OpenAI’s CEO Sam Altman believes that the company will need to raise $100 billion as it strives to achieve “artificial general intelligence” – a theoretical AI model with human-like intelligence that can learn and improve itself. If that number sounds outrageous, it gets worse. Altman was also reportedly in talks with global investors to raise $7 trillion to expand the chipmaking facility to meet the growing demand from the AI industry.
OpenAI Asks Its Investors to Not Back Five Other AI Startups
Reportedly, along with the money, OpenAI has also sought commitments from investors that they won’t back five competing AI startups. These include OpenAI’s co-founder Ilya Sutskever’s Safe Superintelligence (SSI), Musk’s xAI, AI search startup Perplexity, enterprise search firm Glean, and Anthropic (the maker of Claude).
While none of these companies have responded to these reports, Musk labeled OpenAI as “evil” for blocking funding for other AI companies. Musk has often lashed out at OpenAI and in August revived his lawsuit against the company and its CEO Sam Altman alleging the company put profits ahead of the public good which wasn’t its initial goal.
https://x.com/elonmusk/status/1841592690678317368
The world’s richest person has good reason to be upset as he donated tens of millions of dollars to OpenAI before it shifted to a non-profit (meaning that he got absolutely nothing for his money while later investors are raking in comical amounts of cash).
Valuations of AI Companies Signal a Bubble to Some
The valuations of AI companies have gone through the roof as is illustrated by OpenAI’s value doubling within 2024. Naturally, analysts are looking at these valuations and comparing them with returns on AI products and most don’t like what they see, ringing alarm bells about a potential bubble. To be sure, barring chip companies – predominantly Nvidia and its supplier Taiwan Semiconductor Manufacturing Company – not many companies have many if any tangible benefits to show from the countless billions of dollars spent on AI.
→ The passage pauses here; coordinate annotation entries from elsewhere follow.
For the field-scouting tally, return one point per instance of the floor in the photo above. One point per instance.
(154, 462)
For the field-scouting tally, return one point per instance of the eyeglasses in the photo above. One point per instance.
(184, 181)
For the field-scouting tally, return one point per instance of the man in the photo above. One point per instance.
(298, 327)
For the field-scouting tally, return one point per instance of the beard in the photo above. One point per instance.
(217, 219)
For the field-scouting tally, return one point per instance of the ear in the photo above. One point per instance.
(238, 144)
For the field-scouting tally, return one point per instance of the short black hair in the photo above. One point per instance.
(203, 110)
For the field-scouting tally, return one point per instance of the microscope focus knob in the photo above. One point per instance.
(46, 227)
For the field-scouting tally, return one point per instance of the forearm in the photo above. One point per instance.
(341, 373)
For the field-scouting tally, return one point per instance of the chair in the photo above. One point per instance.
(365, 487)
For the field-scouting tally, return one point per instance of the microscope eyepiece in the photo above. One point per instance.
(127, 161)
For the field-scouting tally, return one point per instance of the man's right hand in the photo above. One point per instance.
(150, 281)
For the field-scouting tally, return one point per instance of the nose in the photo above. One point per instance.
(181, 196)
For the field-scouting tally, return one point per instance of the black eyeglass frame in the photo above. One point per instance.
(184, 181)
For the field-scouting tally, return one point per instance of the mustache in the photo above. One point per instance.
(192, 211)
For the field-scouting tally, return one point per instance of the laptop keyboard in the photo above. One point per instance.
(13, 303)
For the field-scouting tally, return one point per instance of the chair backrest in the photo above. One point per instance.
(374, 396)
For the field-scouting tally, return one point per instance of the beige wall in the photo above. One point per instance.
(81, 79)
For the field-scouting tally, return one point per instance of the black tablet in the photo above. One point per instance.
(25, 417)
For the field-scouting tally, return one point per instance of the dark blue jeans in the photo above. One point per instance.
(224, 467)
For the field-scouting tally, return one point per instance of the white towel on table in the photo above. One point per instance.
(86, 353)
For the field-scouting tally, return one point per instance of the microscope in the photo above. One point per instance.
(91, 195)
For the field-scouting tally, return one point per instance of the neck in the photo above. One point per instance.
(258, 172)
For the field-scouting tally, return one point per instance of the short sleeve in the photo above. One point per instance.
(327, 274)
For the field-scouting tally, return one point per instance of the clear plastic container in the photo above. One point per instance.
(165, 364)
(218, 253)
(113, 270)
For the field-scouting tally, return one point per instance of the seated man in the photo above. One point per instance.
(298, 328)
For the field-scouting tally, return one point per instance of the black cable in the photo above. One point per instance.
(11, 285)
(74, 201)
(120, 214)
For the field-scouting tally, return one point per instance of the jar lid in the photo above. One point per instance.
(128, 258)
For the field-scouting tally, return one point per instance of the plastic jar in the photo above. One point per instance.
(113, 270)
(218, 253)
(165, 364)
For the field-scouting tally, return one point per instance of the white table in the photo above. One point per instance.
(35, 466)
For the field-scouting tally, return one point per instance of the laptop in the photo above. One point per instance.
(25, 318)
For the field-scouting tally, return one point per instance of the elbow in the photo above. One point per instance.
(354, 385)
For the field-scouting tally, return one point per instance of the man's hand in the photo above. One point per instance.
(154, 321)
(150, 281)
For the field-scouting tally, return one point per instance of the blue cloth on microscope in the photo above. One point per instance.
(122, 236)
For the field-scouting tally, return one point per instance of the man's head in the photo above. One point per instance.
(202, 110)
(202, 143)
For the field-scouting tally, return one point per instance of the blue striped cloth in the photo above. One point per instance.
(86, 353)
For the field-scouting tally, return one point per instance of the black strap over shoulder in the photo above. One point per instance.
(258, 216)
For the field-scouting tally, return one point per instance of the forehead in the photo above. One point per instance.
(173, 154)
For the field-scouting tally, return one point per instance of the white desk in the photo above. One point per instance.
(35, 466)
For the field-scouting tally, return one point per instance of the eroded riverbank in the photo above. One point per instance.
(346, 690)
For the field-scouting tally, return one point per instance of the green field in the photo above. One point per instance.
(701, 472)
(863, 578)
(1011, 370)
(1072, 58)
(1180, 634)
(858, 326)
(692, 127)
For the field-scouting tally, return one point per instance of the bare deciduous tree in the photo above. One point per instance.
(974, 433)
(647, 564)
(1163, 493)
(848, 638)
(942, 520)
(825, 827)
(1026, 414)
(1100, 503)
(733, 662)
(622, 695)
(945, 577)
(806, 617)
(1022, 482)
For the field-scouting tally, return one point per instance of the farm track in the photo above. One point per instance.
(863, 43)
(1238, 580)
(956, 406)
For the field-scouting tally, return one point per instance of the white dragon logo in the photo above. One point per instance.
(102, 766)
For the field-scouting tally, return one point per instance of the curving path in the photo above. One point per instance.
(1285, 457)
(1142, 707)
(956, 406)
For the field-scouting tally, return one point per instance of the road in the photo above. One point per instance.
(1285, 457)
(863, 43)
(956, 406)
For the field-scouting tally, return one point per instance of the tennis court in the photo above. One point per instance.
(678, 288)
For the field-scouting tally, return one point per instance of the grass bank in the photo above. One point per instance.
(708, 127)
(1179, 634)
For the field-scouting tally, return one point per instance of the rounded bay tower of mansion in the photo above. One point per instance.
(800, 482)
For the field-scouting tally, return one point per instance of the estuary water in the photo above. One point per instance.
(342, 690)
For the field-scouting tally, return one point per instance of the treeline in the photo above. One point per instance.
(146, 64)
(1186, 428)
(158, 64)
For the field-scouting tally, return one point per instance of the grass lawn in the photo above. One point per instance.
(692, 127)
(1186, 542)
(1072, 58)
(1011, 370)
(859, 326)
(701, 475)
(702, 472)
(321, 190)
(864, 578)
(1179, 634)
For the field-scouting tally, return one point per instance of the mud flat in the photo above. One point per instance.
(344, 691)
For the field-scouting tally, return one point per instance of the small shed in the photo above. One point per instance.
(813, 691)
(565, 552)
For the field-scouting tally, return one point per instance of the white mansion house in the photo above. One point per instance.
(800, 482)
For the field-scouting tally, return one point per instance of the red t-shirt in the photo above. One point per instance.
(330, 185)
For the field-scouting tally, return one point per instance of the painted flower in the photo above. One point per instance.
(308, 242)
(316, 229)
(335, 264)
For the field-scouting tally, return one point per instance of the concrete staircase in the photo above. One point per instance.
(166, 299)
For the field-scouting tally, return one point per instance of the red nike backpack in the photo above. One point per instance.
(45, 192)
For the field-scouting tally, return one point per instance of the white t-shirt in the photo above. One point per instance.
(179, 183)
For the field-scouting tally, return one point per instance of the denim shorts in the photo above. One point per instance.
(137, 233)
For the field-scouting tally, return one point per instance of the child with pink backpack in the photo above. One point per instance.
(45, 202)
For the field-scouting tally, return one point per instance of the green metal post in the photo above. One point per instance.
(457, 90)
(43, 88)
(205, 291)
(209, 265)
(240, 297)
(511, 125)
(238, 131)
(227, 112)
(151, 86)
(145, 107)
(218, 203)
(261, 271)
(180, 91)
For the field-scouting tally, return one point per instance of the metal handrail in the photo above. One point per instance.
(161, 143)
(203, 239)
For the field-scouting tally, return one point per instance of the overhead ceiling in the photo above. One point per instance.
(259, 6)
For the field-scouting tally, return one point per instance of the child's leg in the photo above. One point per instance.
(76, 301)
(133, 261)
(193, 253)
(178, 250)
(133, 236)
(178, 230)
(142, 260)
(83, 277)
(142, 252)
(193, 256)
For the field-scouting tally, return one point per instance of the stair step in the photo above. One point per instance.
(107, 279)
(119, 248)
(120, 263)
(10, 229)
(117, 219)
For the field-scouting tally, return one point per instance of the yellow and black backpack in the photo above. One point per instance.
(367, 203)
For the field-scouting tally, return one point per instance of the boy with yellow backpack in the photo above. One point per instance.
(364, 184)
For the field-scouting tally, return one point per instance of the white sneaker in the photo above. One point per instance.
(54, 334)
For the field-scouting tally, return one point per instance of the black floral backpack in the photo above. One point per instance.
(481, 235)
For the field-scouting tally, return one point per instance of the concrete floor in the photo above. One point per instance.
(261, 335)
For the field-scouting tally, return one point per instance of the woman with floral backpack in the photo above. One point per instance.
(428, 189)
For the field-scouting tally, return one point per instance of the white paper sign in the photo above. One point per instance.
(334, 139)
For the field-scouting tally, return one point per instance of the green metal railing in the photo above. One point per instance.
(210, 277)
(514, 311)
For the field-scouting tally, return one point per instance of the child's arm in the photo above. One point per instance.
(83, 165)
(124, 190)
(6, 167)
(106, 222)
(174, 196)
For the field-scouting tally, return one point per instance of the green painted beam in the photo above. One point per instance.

Revenues of companies creating AI products like Microsoft and Alphabet aren’t taking off in a big way despite the massive investments that they are making in AI. Even sales of Apple’s iPhone 16 which was expected to lead to a supercycle amid the AI-powered features, haven’t been as strong going by the initial reports.
All said, investors seem to overlook all the concerns and are willing to pay massive premiums for quality AI companies – at least that’s something that OpenAI’s latest funding round tells us.